Sages through the ages have engaged in heavy theological lifting, known as theodicy, to reconcile God’s omnipotence and goodness with the presence of evil.

Before considering how Judaism, Christianity and Islam respond doctrinally, what about where the canonical rubber hits the road - in everyday life?

It’s here that clergy and spiritual counselors must translate often complex concepts and tenets into clear, comforting answers for grieving believers, sometimes including themselves.

Countless volumes have addressed the question. This summary from scholars of the Big Three religions probably isn’t the final word:

Judaism

There are several contradictory answers, none entirely satisfactory. One is that God has given human beings free will with which we can rebel against or obey God’s norms.

Another view is that suffering is a form of atonement, a balancing of good and bad deeds, the paying of dues for what we’ve done or not done.

There’s also the position that God’s ways aren’t our ways and we don’t and can’t know and must trust God.

Christianity

The challenge is living with the tension of these polarities: God is all good and loving and powerful. And the world that God created is finite and imperfect, containing sin and evil, and that God gave to nature a certain autonomy and to humanity freedom.

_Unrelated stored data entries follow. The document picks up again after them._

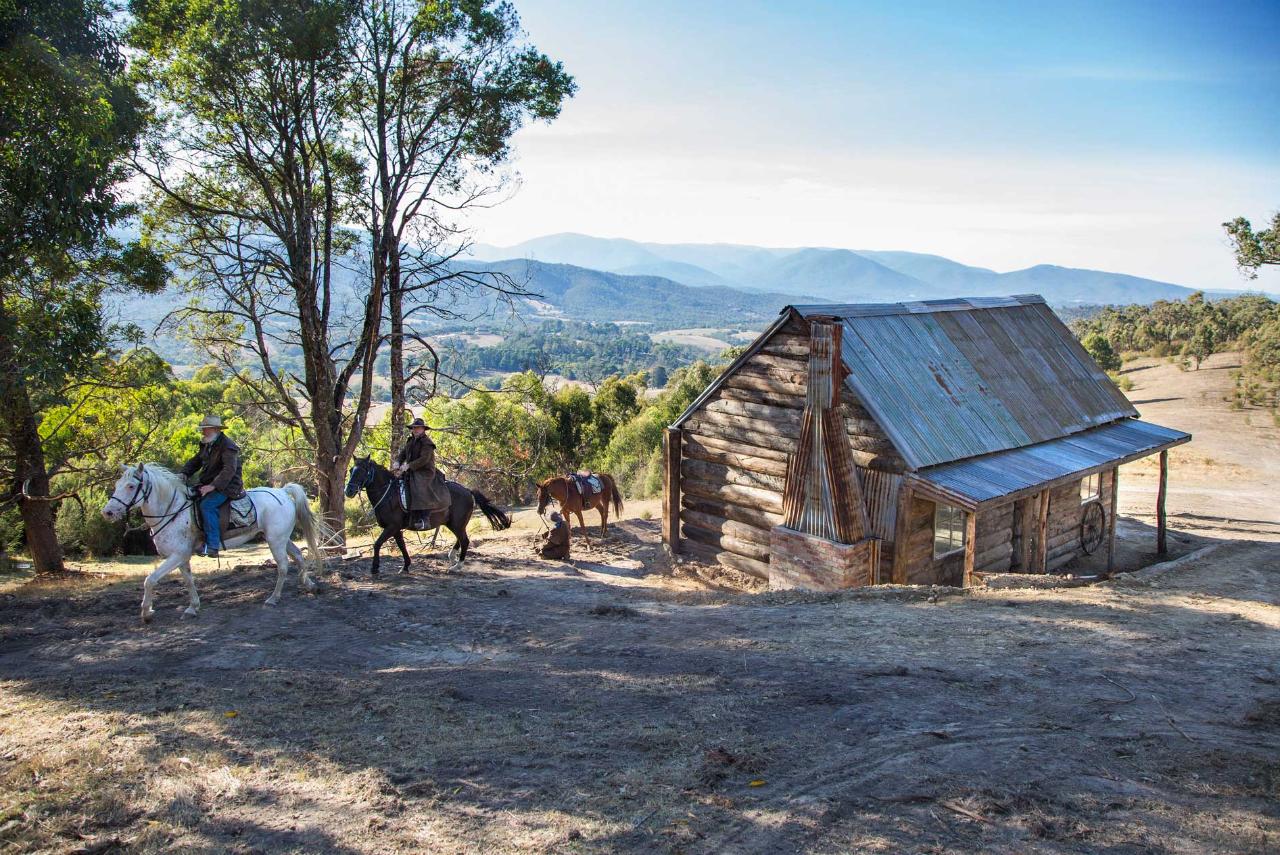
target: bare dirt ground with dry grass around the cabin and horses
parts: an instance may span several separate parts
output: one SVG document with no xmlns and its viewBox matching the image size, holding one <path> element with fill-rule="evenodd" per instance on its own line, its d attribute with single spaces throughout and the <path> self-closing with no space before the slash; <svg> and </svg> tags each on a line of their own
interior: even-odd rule
<svg viewBox="0 0 1280 855">
<path fill-rule="evenodd" d="M 1087 586 L 750 593 L 640 502 L 572 563 L 526 512 L 460 573 L 333 561 L 276 608 L 206 562 L 148 627 L 145 566 L 12 585 L 0 851 L 1274 851 L 1280 544 L 1219 449 L 1272 439 L 1229 427 L 1175 459 L 1181 558 Z"/>
</svg>

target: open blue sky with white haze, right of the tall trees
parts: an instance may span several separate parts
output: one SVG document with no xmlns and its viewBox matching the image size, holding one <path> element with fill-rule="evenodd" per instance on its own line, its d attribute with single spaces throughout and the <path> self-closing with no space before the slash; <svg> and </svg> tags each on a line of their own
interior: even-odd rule
<svg viewBox="0 0 1280 855">
<path fill-rule="evenodd" d="M 1239 288 L 1280 3 L 516 0 L 580 92 L 477 237 L 913 250 Z M 1280 291 L 1280 275 L 1254 287 Z"/>
</svg>

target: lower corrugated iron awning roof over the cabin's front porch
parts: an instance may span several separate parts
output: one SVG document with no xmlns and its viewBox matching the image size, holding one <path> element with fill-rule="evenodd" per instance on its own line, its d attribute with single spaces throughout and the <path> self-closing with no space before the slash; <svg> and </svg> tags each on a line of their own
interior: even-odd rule
<svg viewBox="0 0 1280 855">
<path fill-rule="evenodd" d="M 918 471 L 915 477 L 974 506 L 1056 479 L 1146 457 L 1189 439 L 1190 434 L 1180 430 L 1125 419 L 1025 448 L 931 466 Z"/>
</svg>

God does not cause evil or intend harm to come through the forces of nature. The danger comes when we anthropomorphize the Creator, judging God from our perspective of power, freedom and love.

Islam

This world is a preparation for eternal life, our lives a test. Tribulations develop faith, wipe out misdeeds, produce lessons for others and primarily emphasize our total dependence on God and our limitations. It is in true obedience to God that we can live in peace and goodness.

God’s compassion is revealed in the reward of eternal life. When someone dies an accidental death, the person is a martyr and goes directly to paradise.

Everything is good. There is no evil or suffering per se, only the abuse, misuse or overuse of good. All suffering is because mankind has disobeyed God.